Readers of my articles occasionally ask for explanation of the distinction between meanings of:

• Insertion Loss;
• Mismatch Loss;
• Loss (or Transmission Loss).

These terms apply to linear circuits, ie circuits that comply with linear circuit theory, things like that impedances are independent of voltage and current, sources are well represented by Thevenin and Norton equivalent circuits.

### Insertion Loss

Insertion Loss is the ratio of power into a matched load (to mean that the load impedance is the complex conjugate of the Thevenin equivalent source impedance) to the power in the load with the subject network / device inserted.

Insertion Loss can also be expressed in dB.

In practical passive networks, Insertion Loss must greater than 1, and positive dB.

### Mismatch Loss

Mismatch Loss is the ratio of output power of a source into a matched load to the output power under a given mismatch.

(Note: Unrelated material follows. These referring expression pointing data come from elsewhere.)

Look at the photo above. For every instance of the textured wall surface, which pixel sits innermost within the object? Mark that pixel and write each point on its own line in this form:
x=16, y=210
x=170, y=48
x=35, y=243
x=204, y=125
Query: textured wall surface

Mismatch Loss can also be expressed in dB.

In practical passive networks, Mismatch Loss must greater than 1, and positive dB.

### Loss

Loss is simply $$\frac{Power_{in}}{Power_{out}}$$.

Loss can also be expressed in dB.

In practical passive networks, Loss must greater than 1, and positive dB.

Loss is sometimes called Transmission Loss to distinguish it from other qualifications, but it is unnecessary.

## Caveats

Most ham transmitters are not well characterised by an equivalent Thevenin circuit, and so the foregoing does not apply literally. Results might be quite similar, but the extent of the difference is dependent on the transmitter and is uncertain.

## Does it matter?

Difference scenarios may see some of these factors less important than others, or even unimportant.

A common mistake is to take a VNA, measure |s21| and calculate Insertion Loss, and to infer from that alone, the conversion of RF energy to heat. This can have gross error.

Another common mistake is to come up with -ve dB loss values for passive networks, the user is making up his own definitions and their work is questionable.

Understand the meaning of each, be clear about what is needed and what is being measured and how to get from the latter to the former.